We find both of these arguments to be without merit. It was the duty of the trial court to properly instruct the jury as to the elements necessary to establish a violation of § 656. Instruction No. 6, as originally given by the court, seemed to deal more with a violation of 18 U.S.C. § 1014 than with a violation of § 656. It was, therefore, incumbent upon the trial court to provide the jury with a corrected instruction. See Gonzales v. United States, 286 F.2d 118, 122 (10th Cir. 1960), cert. denied, 365 U.S. 878, 81 S.Ct. 1028, 6 L.Ed.2d 190 (1961); cf. United States v. Lewis, 362 F.2d 759, 763 (2nd Cir. 1966), (error, if any, in original instruction was cured by the trial court after the jury requested supplemental instructions).

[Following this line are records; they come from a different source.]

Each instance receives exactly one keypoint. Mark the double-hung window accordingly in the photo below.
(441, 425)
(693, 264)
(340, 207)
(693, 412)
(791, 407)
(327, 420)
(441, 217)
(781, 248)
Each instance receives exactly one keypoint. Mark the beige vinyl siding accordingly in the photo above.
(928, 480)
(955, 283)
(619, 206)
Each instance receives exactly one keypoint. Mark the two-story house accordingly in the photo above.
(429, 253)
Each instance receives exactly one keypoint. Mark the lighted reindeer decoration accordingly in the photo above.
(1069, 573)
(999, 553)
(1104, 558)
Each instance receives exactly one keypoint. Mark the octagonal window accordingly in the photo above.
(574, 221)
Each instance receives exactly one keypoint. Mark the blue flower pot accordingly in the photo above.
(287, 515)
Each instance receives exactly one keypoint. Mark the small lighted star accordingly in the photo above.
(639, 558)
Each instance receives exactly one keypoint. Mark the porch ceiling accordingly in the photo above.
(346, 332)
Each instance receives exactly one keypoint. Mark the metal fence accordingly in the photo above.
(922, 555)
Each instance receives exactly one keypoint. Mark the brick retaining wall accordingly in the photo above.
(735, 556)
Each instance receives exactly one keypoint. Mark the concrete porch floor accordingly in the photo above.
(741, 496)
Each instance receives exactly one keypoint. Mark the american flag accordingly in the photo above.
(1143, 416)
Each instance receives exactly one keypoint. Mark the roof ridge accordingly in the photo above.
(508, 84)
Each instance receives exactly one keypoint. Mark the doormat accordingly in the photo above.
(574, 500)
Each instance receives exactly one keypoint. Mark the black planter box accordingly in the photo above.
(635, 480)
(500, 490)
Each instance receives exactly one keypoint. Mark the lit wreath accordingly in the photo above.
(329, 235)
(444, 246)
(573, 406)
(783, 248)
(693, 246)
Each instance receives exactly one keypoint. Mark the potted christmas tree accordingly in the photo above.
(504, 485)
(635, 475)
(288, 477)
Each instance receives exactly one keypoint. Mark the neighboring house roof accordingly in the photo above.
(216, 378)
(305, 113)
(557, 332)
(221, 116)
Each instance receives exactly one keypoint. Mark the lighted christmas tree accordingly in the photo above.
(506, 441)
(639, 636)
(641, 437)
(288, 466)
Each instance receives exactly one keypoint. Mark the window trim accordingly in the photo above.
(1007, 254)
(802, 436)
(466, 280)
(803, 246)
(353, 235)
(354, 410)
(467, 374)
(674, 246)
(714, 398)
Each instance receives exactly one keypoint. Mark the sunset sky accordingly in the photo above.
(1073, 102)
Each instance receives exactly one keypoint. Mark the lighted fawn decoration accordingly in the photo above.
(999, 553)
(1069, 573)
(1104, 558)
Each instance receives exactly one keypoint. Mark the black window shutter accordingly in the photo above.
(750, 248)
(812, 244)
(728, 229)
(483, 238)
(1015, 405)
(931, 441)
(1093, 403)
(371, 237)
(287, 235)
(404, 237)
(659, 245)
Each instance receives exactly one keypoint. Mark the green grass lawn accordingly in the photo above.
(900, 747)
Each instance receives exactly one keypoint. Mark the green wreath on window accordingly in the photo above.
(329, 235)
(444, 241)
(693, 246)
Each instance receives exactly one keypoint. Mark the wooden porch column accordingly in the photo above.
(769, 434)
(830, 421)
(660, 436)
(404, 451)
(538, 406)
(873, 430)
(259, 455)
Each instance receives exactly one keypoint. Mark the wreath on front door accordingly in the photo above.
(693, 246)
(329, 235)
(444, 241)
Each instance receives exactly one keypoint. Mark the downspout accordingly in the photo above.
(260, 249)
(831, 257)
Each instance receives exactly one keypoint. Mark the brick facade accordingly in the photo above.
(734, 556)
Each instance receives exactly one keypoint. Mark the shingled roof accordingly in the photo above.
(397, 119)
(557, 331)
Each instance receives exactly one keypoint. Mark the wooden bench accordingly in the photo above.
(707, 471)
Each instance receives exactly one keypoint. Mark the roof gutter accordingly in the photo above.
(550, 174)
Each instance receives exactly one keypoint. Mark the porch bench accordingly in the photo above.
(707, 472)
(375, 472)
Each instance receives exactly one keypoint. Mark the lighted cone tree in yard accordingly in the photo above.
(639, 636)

The judge specifically told the jury that they were to disregard the first instruction No. 6 he had given. Furthermore, the trial court gave a copy of the corrected instruction to the jury for its use in deliberations. This also reduced the possibility of confusion.
Dreitzler offers no legal or factual basis to allow this court to conclude that it was error for the trial court to have corrected an improper instruction to the jury. While some additional emphasis was perhaps placed on the "element" instruction, on balance, this factor is more than outweighed by the interest of both Dreitzler and the government in having the jury properly instructed.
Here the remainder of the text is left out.